Nas margens da Lagoa de hoje, vejo muitos meninos como fui. Meninos que vieram de Piedade, do Engenho de Dentro, de Quintino, de Realengo. Eles acreditam que a cidade também é deles, que o Rio não é apenas dos que são louros, têm pele mais clara e muito, muito mais dinheiro. Meninos que, de tão felizes com a árvore, com a pipoca, com o algodão doce, com o mate e com o sonho da menina amada, não notam que às suas costas, do alto dos prédios, muita gente reclama de sua presença, ironiza seus hábitos, suas fotos, seu entusiasmo, suas roupas, seus gritos e, mesmo, sua cor. Pessoas que defendem o banimento da árvore, seu exílio no Piscinão de Ramos. Para elas, apenas os locais podem parar seus carros sobre as calçadas da Zona Sul.

Os meninos – ainda bem – ignoram, mas eles não são tolerados por quem acha que a Lagoa, as praias, o Cristo refletido nas águas pertencem a poucos, paisagens hereditárias, excludentes. Pessoas preconceituosas e bobas: não sabem como a presença daqueles meninos e meninas humaniza o Rio,o torna mais afável, tolerante. Acreditam – tolinhos – ser possível construir uma cidade com base na separação, não conseguem ver o quanto isso já nos custou.
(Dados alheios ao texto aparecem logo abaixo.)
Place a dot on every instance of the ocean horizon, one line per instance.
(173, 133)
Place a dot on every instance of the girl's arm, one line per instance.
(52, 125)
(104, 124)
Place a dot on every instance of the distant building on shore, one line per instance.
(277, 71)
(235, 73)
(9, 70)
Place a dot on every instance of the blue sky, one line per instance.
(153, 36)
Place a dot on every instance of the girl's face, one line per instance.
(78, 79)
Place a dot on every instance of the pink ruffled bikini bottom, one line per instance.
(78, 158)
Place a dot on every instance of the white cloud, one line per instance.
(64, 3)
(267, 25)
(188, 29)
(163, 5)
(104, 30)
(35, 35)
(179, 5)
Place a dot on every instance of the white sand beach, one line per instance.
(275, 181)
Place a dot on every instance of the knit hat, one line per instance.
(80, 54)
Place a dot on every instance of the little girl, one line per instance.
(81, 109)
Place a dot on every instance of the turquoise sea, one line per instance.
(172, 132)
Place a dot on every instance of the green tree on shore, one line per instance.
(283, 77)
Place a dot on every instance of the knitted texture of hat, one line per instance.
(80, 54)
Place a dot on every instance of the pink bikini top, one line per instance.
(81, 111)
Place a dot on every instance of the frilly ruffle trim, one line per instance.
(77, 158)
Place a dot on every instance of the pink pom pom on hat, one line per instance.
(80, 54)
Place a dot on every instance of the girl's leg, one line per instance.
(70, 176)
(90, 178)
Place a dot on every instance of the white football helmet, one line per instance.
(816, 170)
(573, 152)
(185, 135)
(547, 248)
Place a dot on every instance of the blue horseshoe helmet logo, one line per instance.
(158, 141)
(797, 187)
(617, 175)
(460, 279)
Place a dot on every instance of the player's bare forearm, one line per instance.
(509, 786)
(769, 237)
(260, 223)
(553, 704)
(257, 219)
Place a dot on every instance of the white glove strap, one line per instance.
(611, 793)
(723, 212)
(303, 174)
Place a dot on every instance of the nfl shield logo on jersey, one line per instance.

O Rio se fez diferente porque soube conviver com a diferença; por ser porto e capital, aprendeu a trocar com estrangeiros, com gente de outros estados. O branco Noel subiu o morro; o preto Carlola foi para o asfalto. Num botequim simbólico, eles se encontraram a criaram a música brasileira. Isso vale para Nazareth, Pixinguinha, Chico Buarque, Villa-Lobos, Nelson Cavaquinho.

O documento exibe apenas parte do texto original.